いろいろ策略を練ったりするのが得意なのにどこか抜けている。
それが灯火 光。
ん、策略…。
ちょっとまてよ、ソファーがないってことは…。。
「あの、お姉ちゃん、布団とか予備のベットとかない?」だめだ、声がひきつっている。
「何言ってるの、そのためのダブルベットだよ。」
や、やられた。
120 名前:毒にも薬にもなる姉 ◆9BssOn5LsM [sage] 投稿日:2007/06/18(月) 01:05:54 ID:RW8VOO31
灯火 光
そのあと私の作ったご飯を食べつつ色々な話をした。
いままでのこと、これからのこと。
一緒にお風呂は無理だった。
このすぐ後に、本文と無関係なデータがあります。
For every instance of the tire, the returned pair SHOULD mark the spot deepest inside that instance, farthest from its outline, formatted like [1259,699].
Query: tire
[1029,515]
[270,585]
まだまだこれから。
でも文句をこぼしてたけど、結局一緒に寝てくれた。
「変な事するなよ。」
「お姉ちゃんはされてもいいけど。」
「はいはい。」
「弟に一蹴されたー。うわーん。」
結局壁の方を向いたままだけど、一緒に寝てくれた。
まあ、なんだかんだ言いつついうことを聞いてくれる弟。
それが灯火 芥。
変わってないね。
そういうところは。
そして変ったところもあった。
これからはずっと一緒だよ。
まだある春休みも、学校生活も。
そんなことを考えている間にあっくーは気持ちよさそうに眠っていた。寝返りを打ってこっちを向いていた。
そんな彼を抱きしめて私も眠りに落ちた。
「あっくー…。」
「光ねえ…。」
そのあとの目覚めは携帯の着信音だった。
あっくーの携帯のディスプレイは忌むべき単語が並べられていた。
from 母
sub 寮の件
寮に連絡をしました。
話はすべて聞いています。
再び光に迷惑をかけていると自覚しなさい。
とにかく今日光と一緒に家に戻りなさい。
二人に話があります。
早急に来なさい。
幸せをいろいろな意味で破壊したメール。
この時点で何かの感情がこみあげてきた。
始まった。色々と。
いよいよ熟慮断行といったところか。